Address for correspondence: Brad J. Zebrack, PhD, MSW, MPH, Department of Pediatrics, Pediatric Pain Program, UCLA School of Medicine, MDCC #22-464, Box 951752, 10833 LeConte Ave, Los Angeles, CA 90095-1752.

Abstract

Purpose: The purpose of this article is to propose a framework for enhancing an understanding of quality of life among cancer survivors that takes into account individuals' subjective experiences and attributions of self as they relate to their own experience with cancer.

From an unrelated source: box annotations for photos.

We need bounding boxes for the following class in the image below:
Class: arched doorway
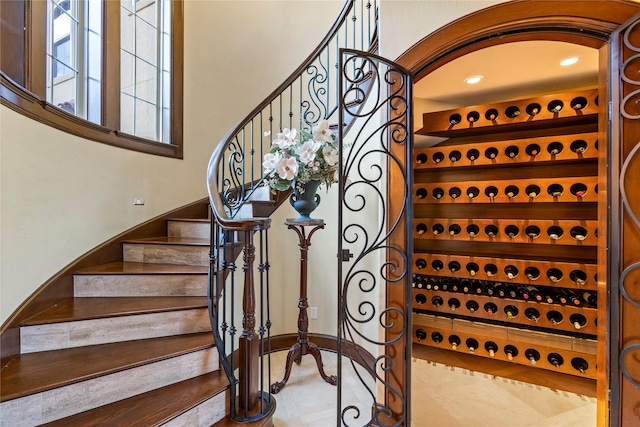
[397,0,640,426]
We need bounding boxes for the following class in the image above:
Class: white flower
[276,157,298,181]
[313,120,333,142]
[322,145,338,166]
[296,141,322,166]
[271,128,298,149]
[262,152,282,173]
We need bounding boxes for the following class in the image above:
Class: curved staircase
[0,218,228,427]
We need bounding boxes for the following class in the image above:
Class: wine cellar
[412,89,600,379]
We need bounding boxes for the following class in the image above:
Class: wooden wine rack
[413,89,599,378]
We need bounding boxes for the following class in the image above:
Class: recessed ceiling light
[464,76,484,85]
[560,56,580,67]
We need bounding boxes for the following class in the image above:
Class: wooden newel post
[238,231,260,413]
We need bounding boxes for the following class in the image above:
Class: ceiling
[413,41,598,146]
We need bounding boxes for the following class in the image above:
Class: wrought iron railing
[207,0,378,422]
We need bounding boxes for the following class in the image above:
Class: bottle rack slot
[413,176,598,204]
[413,253,597,290]
[413,315,597,379]
[416,89,599,137]
[413,218,598,246]
[413,288,597,335]
[414,132,598,170]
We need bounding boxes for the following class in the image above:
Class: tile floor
[272,351,596,427]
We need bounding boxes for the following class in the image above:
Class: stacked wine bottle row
[413,314,597,378]
[413,218,598,246]
[413,289,597,336]
[414,132,598,169]
[417,89,598,136]
[413,176,598,204]
[414,253,598,290]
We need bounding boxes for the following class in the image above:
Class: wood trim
[0,198,209,365]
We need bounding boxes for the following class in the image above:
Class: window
[0,0,183,158]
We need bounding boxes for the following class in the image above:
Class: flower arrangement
[262,120,338,192]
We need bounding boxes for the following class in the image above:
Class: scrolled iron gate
[337,49,412,426]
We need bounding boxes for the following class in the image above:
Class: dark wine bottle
[431,223,444,236]
[484,341,498,357]
[569,313,587,329]
[524,348,540,365]
[449,334,461,350]
[467,148,480,162]
[431,331,444,344]
[547,310,562,325]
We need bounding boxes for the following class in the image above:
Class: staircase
[0,218,229,427]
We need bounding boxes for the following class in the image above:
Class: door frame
[396,0,640,426]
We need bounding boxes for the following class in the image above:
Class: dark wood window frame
[0,0,184,159]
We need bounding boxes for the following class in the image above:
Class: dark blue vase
[289,180,320,221]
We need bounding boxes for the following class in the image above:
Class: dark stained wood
[0,332,214,402]
[43,371,228,427]
[21,297,207,326]
[0,199,209,366]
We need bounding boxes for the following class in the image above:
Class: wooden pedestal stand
[271,219,337,394]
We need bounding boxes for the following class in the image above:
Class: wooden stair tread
[21,297,207,326]
[0,332,214,402]
[43,370,229,427]
[74,262,209,275]
[123,236,211,246]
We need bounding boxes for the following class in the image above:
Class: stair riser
[73,274,207,297]
[0,348,224,427]
[163,393,228,427]
[20,308,211,353]
[167,220,211,239]
[123,243,209,266]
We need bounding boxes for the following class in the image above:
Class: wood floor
[272,345,596,427]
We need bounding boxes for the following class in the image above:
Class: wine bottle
[504,225,520,239]
[484,147,498,160]
[547,141,564,156]
[467,187,480,199]
[504,265,518,280]
[524,144,540,157]
[483,302,498,316]
[569,226,587,241]
[467,224,480,237]
[431,331,443,344]
[504,304,518,319]
[504,145,520,159]
[524,225,540,239]
[416,223,427,234]
[431,295,444,308]
[547,310,562,325]
[504,344,518,360]
[547,225,564,240]
[504,185,520,199]
[464,338,479,354]
[449,150,462,163]
[465,300,480,313]
[569,313,587,329]
[524,348,540,365]
[571,357,589,374]
[547,99,564,114]
[484,341,498,357]
[524,307,540,322]
[431,223,444,236]
[449,334,460,350]
[467,148,480,162]
[547,353,564,368]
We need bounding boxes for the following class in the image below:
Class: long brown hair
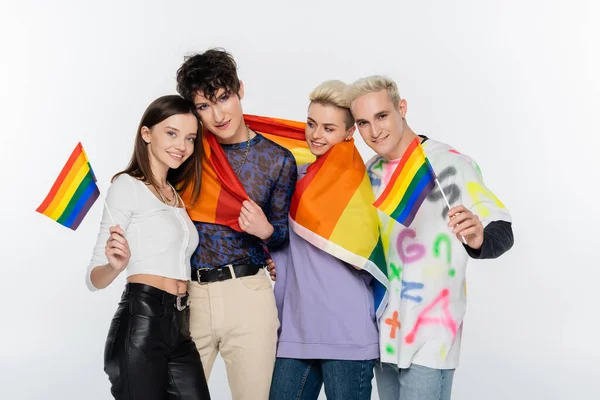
[112,95,203,206]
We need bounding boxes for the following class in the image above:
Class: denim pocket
[104,318,121,364]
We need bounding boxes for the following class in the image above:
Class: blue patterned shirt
[191,134,298,269]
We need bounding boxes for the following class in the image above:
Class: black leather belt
[192,264,265,284]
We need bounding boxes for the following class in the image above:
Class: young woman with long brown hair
[87,95,210,400]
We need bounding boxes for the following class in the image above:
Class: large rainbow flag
[290,139,388,318]
[181,114,315,232]
[373,137,437,227]
[36,143,100,230]
[182,115,388,317]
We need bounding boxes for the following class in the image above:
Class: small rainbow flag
[181,114,315,232]
[36,143,100,230]
[373,137,437,227]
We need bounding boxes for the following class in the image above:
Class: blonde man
[270,81,385,400]
[346,76,513,400]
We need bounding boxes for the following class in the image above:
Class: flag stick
[435,178,467,244]
[102,195,115,226]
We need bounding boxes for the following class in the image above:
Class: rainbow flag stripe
[373,137,436,227]
[181,114,315,232]
[244,114,316,166]
[181,115,388,317]
[36,143,100,230]
[181,125,248,232]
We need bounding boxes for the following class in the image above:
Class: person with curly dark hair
[177,49,297,400]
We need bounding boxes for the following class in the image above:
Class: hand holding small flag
[448,206,483,250]
[104,225,131,273]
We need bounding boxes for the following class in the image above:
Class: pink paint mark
[404,289,458,344]
[385,311,401,339]
[396,229,425,264]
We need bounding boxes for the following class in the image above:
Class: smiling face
[141,113,198,177]
[304,103,356,157]
[350,90,406,160]
[194,82,248,144]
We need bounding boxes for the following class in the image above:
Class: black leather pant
[104,283,210,400]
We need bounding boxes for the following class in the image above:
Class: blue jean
[375,363,454,400]
[269,358,376,400]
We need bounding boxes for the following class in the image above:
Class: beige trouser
[188,270,279,400]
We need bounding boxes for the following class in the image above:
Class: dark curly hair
[177,48,240,102]
[112,95,203,206]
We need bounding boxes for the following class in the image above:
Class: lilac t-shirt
[271,166,379,360]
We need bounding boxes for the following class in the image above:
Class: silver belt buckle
[196,268,210,285]
[175,294,190,311]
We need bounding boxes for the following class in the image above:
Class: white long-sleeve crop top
[86,174,198,291]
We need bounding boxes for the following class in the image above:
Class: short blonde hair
[345,75,400,107]
[308,80,354,129]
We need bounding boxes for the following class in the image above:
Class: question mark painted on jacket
[433,233,456,278]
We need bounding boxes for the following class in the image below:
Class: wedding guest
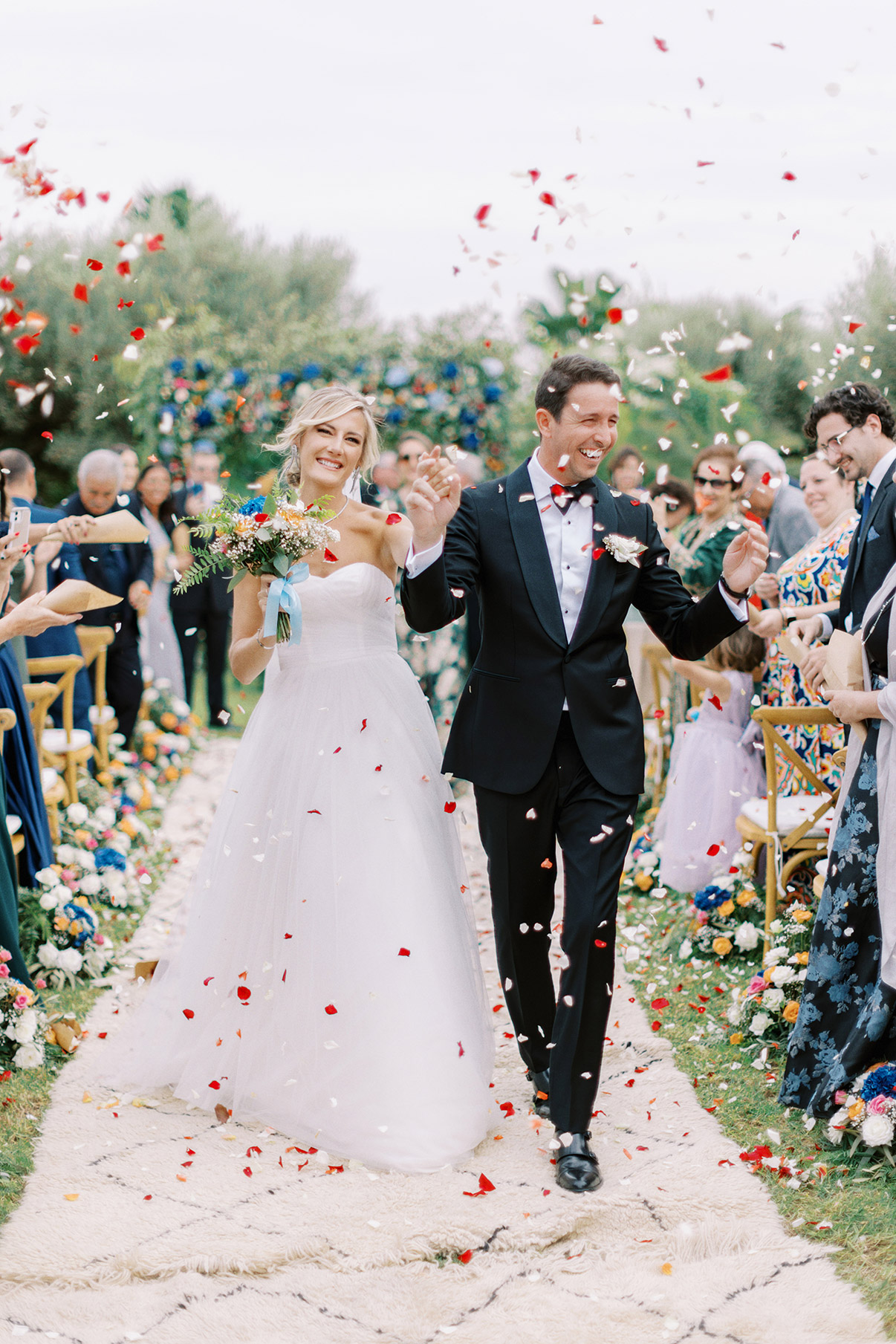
[0,562,78,985]
[132,458,188,700]
[655,626,766,891]
[650,475,693,536]
[652,445,743,597]
[171,441,234,727]
[738,440,818,574]
[62,447,153,741]
[0,447,93,733]
[607,444,645,495]
[794,383,896,691]
[779,556,896,1115]
[111,444,140,495]
[751,454,858,793]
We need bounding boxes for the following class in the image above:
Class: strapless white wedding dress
[103,563,493,1172]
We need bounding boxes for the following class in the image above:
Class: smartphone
[10,508,31,545]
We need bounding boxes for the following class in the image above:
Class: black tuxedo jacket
[830,473,896,630]
[59,490,153,644]
[402,464,741,794]
[171,489,234,620]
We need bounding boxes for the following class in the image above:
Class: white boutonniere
[602,532,648,567]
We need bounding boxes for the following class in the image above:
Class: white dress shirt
[821,435,896,640]
[404,452,747,640]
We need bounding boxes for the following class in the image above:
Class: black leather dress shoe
[527,1068,551,1120]
[556,1130,603,1195]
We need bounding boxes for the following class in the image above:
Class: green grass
[620,892,896,1339]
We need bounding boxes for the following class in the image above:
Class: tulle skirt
[103,651,493,1171]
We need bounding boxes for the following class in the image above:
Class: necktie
[551,477,595,513]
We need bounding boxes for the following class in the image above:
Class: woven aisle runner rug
[0,739,886,1344]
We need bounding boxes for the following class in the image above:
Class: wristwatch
[718,574,750,602]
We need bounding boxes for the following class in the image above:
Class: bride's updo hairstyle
[274,383,380,489]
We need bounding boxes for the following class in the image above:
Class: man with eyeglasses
[790,383,896,691]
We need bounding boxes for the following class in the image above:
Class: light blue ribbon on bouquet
[262,560,311,644]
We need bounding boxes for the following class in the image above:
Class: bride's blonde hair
[274,383,380,488]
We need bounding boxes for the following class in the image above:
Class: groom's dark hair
[535,355,622,419]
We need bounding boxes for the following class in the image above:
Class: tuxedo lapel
[570,478,620,649]
[505,464,567,648]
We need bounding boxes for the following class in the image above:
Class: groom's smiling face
[535,383,620,485]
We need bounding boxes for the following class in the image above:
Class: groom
[402,355,768,1191]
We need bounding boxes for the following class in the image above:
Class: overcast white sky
[0,0,896,326]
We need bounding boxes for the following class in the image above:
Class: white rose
[735,921,759,952]
[56,947,85,975]
[861,1111,893,1148]
[7,1008,38,1045]
[12,1043,43,1068]
[828,1106,849,1143]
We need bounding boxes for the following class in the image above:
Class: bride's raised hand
[404,447,461,551]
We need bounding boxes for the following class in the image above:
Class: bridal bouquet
[175,488,339,644]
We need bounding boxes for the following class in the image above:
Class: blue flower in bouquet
[63,900,98,947]
[858,1065,896,1101]
[693,887,731,912]
[93,845,128,872]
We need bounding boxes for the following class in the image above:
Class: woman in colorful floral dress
[751,457,858,793]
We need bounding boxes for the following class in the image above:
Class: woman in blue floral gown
[779,567,896,1115]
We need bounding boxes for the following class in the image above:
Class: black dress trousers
[475,712,638,1133]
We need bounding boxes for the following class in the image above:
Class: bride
[103,387,493,1172]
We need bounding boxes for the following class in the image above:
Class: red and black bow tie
[551,477,595,513]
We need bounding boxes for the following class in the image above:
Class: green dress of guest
[0,758,33,989]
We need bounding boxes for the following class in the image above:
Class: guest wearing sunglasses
[652,445,743,597]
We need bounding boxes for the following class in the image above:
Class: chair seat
[40,728,93,756]
[88,704,115,723]
[740,793,834,840]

Overview: This review of a small yet burgeoning cancer survivorship literature posits that there is room to expand the theoretical context for understanding cancer and its impact on quality of life by assuming that the experience of cancer involves changes in social roles and identity. In turn, changes in the way cancer survivors see themselves in relation to the world, including the ability to carry out roles and responsibilities, may affect quality of life. This perspective suggests that a cancer diagnosis initiates a survival trajectory and a social role that extends over the remainder of one's life, regardless of life expectancy.

clinical Implications: Expanding the understanding of quality of life and the factors that contribute to it should help subsequent investigations of who might benefit from which psychosocial support interventions provided when (i.e., during early diagnostic stage, treatment stage, or both or in the long term). Equipped with this understanding, clinicians and agencies providing services to cancer survivors and their families can develop appropriate supportive interventions that facilitate and enhance quality of life.